Friday, January 22, 2010

The Man Who Almost Shot George Washington

Major Patrick Ferguson was a British officer in the Revolutionary War.  Born in 1744, educated in the London Military Academy and given a commission in the famed Scottish cavalry regiment, the Scots Greys.  He invented a superior gun that weighted a mere 7.5 pounds as compared to the old rifle that weighted 14 pounds.  It could fire 4 rounds per minute at a target 300 yards away.  It was named the Ferguson rife and used by the British army for the next 100 years.

The Major was sent to America to form a small force of sharp shooters.  One day, while scouting along Brandywine Creek, he heard the approach of two horsemen.  The first was a brilliantly clad Hussar and the second was wearing a blue and buff uniform of an American Senior Office.  He was riding a bay horse and wearing a large cocked hat.  Ferguson stepped into a clearing and order both men to halt.  The Hussar shouted and Washington, riding a horse he called Nelson, turned and galloped off.

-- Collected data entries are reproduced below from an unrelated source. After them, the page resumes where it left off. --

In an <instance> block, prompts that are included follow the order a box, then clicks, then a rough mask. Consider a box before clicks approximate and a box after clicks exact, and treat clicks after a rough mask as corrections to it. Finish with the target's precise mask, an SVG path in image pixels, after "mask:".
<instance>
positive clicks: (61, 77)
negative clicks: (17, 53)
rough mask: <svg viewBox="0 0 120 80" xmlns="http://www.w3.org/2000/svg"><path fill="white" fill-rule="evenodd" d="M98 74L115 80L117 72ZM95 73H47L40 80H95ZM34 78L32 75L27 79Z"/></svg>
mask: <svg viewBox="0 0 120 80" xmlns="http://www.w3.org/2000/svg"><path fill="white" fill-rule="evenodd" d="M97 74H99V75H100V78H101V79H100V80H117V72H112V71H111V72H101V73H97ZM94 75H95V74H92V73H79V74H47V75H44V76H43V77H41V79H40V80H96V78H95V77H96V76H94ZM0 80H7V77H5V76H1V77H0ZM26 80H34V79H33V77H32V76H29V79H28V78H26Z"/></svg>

Ferguson later wrote:  "As I was with the distance, at which in the quickest firing, I could have lodged a half dozen balls in or about him before he was out of my reach, I had only to was not pleasant to fire at the back of an unoffending individual who was acquitting himself coolly of his duty, so I let him alone."  (This letter is archived in the Edinburgh University Library.)

In the 18th century, shooting an enemy officer in cold blood was looked upon as an act of dishonor.

This British officer whose code of honor spared the life of George Washington died in action at the battle of Kings Mountain on 7 October, 1780.  Today there is a traditional Scottish stone pile, or cairn mound,  lying over the grave of Major Ferguson.  A stone monument was erected in 1930 and dedicated by President Hoover to the man who might have ended the American Revolution by shooting George Washington.

So, who was the other person dressed as a Polish officer?  

The Count de Pulaski was a refugee from the Polish Army and living in Paris, France, when it was suggested he go to America and served in the American army.  Benjamin Franklin wrote a letter of introduction and the Count was assigned to General Washington as an Aide-de-Camp.

In Illinois, we know this Polish officer as Casimir Pulaski.  He has a street named for him and his birthday is a legal holiday.  The first Monday of every March is declared Casimir Pulaski Day and it is an official state holiday.  In 2010 the date is March 1st.

Chicago has the largest Polish population of any city in the world, except Warsaw.

1 comment:

  1. Was Major Patrick Ferguson since he designed the gun known to customize his own gear in the field? I ask this because to this day soldiers are known to modify theirs. I assume this was also true back in the day. Rick of the History Channel series "Pawn Stars" would be in heaven if Ferguson's own gun showed up and there was a way to confirm it was indeed the every gun that had Washington's back that very fateful day.